Arıları ötanazi yapmak üzere donduruldu, ardından bacak ve gövdeye yapışmış parçacıkları yıkayarak ve ovalayarak çıkardılar. Mikroskop ve kızılötesi ışık yardımıyla parçacıklar boyut, şekil ve malzeme türüne göre ayrıldı.
Arılarda biriken parçacıkların %15'i mikroplastikti. Bunların yüzde 38'i ise elyaftı. Baskın elyaf polyesterdi ve ardından polietilen ve polivinil klorür geldi. Arılar ayrıca doğal pamuk elyafları da toplamıştı.
Kent arıları, beklendiği gibi en yüksek mikroplastik oranına sahipti çünkü kentsel alanların en yüksek yoğunlukta mikroplastik içerdiği biliniyor. Şaşırtıcı olansa banliyö ve kırsal alandaki arılarda mikroplastik sayısının pek de düşük olmamasıydı. Bilim adamları rüzgar dağılımının geniş alanlardaki mikroplastik konsantrasyonunu eşitlediğini düşünüyor.
Plastik Kirliliği Arılara Zarar Veriyor mu?
Plastiğe maruz kalan arıların bundan nasıl etkilendiği sorusu hala açık. Bilim adamları yaprak kesici arıların yuva yapımında plastik kullanmasıyla ilgili olarak da ikiye bölünmüş durumda.

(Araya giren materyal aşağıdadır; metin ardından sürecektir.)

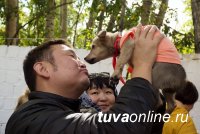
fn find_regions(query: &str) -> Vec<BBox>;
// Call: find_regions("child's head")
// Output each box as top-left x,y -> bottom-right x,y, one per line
87,72 -> 116,112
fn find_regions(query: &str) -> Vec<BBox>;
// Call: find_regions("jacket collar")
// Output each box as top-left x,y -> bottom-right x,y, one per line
29,91 -> 81,112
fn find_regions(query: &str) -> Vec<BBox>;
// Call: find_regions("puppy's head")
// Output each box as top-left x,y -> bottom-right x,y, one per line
84,31 -> 114,64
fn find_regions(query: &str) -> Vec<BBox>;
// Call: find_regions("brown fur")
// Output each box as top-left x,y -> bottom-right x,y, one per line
84,31 -> 186,113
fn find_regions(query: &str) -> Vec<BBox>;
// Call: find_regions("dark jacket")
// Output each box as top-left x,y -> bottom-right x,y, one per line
5,78 -> 156,134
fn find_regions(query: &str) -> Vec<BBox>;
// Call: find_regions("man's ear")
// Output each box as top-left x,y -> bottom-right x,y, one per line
33,62 -> 50,78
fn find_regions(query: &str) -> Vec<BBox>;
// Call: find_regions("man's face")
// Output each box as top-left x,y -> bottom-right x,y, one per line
48,45 -> 89,97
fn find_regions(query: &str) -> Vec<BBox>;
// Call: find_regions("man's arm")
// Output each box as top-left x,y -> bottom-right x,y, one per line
131,24 -> 164,83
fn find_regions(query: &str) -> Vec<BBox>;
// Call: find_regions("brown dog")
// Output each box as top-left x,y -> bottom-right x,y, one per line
84,25 -> 186,113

Journal of Hazardous Materials (Tehlikeli Maddeler Dergisi)'nde yayımlanan bir çalışmada Çin'deki bilim adamları mikroplastiğin bal arısında oluşturduğu potansiyel riskleri değerlendirmeye çalıştı. Bal arılarını iki hafta boyunca polistiren mikroplastikle beslediler ve bunun ölüm oranını değiştirmediğini gördüler. Ancak yapılan test arıların mikrobiyomunu (biyolojik işlevler için gerekli bağırsak bakterileri) değiştirmişti ve Çin ekibi bunun için "önemli sağlık riski" oluşturabilir dedi.
Bununla beraber ekip özellikle arıcılıkta larva hastalığını önlemede yaygın bir antibiyotik olan polistiren ile tetrasiklinin birlikte tüketiminin arıların ölüm oranını %20'den %55'e yükselttiğini gösterdi. Araştırmacılar sonuç olarak "mikroplastikler tek başına en zehirli kirletici olmayabilir ancak diğer kimyasallarla birleşmeleri toksisitelerini artırabilir" dedi.

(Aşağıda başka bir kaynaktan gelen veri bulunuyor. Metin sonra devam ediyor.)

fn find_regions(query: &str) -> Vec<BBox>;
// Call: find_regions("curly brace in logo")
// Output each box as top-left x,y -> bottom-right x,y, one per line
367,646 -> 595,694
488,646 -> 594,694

Birçok bilim adamı mikroplastiklerin pestisit, veteriner ilacı ve plastik katkı maddesi gibi kirleticilerle birleştiğinde zehir etkisinin büyüdüğünü düşünüyor. Bazı pestisitler plastik döküntüler tarafından emilir ve teoriye göre arı gibi canlıların bunları yutması yıkıcı etkiyle sonuçlanacaktır.